I'm looking for a simple algorithm to 'serialize' a directed graph. In particular I've got a set of files with interdependencies on their execution order, and I want to find the correct order at compile time. I know it must be a fairly common thing to do - compilers do it all the time - but my google-fu has been weak today. What's the 'go-to' algorithm for this?

+1  A: 

I would expect tools that need this simply walk the tree in a depth-first manner and when they hit a leaf, just process it (e.g. compile) and remove it from the graph (or mark it as processed, and treat nodes with all leaves processed as leaves).

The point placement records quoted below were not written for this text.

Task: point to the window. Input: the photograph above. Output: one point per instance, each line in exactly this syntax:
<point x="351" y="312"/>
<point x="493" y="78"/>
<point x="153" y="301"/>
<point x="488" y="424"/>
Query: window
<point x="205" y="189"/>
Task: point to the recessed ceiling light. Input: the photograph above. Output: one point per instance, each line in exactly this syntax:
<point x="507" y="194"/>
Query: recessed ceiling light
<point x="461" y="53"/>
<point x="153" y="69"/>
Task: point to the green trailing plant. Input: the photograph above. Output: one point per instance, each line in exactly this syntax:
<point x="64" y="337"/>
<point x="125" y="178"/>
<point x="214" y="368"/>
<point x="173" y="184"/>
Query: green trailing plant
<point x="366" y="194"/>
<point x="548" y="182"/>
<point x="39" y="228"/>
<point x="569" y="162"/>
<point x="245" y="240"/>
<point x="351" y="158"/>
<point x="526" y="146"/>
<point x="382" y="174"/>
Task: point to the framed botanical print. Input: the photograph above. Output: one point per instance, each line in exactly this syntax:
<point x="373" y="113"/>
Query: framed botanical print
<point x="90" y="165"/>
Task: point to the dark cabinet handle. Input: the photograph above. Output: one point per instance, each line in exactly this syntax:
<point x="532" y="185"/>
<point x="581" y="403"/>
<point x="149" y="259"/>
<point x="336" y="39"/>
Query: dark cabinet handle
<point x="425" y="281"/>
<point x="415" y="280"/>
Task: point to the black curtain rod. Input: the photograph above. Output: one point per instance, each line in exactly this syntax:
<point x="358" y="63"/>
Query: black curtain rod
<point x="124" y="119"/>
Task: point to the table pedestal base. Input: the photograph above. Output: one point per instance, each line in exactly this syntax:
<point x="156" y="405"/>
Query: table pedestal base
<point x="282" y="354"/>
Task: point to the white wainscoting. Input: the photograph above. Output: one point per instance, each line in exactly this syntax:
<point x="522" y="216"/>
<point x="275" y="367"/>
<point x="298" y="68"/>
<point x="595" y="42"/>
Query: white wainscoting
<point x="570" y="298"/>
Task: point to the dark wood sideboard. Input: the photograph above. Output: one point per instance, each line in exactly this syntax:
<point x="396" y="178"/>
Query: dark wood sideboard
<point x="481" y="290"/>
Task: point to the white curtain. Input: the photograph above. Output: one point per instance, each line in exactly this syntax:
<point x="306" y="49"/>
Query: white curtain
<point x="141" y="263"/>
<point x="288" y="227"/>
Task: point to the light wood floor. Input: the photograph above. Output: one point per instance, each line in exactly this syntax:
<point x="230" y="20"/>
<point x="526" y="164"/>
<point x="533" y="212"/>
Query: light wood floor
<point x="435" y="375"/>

As long as it's a DAG, this simple stack-based walk should be trivial.

Kevin Ballard
Yes, that's how you do it. It's called a depth-first search (DFS). And unless you are certain you have a DAG, you mustcheck for back edges, otherwise a cycle will send you into an infinite loop.
sleske
A: 

I've come up with a fairly naive recursive algorithm (pseudocode):

Map<Object, List<Object>> source; // map of each object to its dependency list
List<Object> dest; // destination list

function resolve(a):
if (dest.contains(a)) return;
foreach (b in source[a]):
resolve(b);
dest.add(a);

foreach (a in source):
resolve(a);

The biggest problem with this is that it has no ability to detect cyclic dependencies - it can go into infinite recursion (ie stack overflow ;-p). The only way around that that I can see would be to flip the recursive algorithm into an interative one with a manual stack, and manually check the stack for repeated elements.

Anyone have something better?

Kieron
+8  A: 

Topological Sort. From Wikipedia:

In graph theory, a topological sort or topological ordering of a directed acyclic graph (DAG) is a linear ordering of its nodes in which each node comes before all nodes to which it has outbound edges. Every DAG has one or more topological sorts.

Pseudo code:

L ← Empty list where we put the sorted elements
Q ← Set of all nodes with no incoming edges
while Q is non-empty do
    remove a node n from Q
    insert n into L
    for each node m with an edge e from n to m do
        remove edge e from the graph
        if m has no other incoming edges then
            insert m into Q
if graph has edges then
    output error message (graph has a cycle)
else 
    output message (proposed topologically sorted order: L)
Andrew Peters
Eh... copied directly off wikipedia?
Benjol
yes, please cite sources
Jason S
+1  A: 

If the graph contains cycles, how can there exist allowed execution orders for your files? It seems to me that if the graph contains cycles, then you have no solution, and this is reported correctly by the above algorithm.

Yes, a topological sort is not possible if a graph contains cycles. This corresponds to the real world: If I ask you to do A before B, *and* B before A, there's no way you're gonna satisfy me ;-).
sleske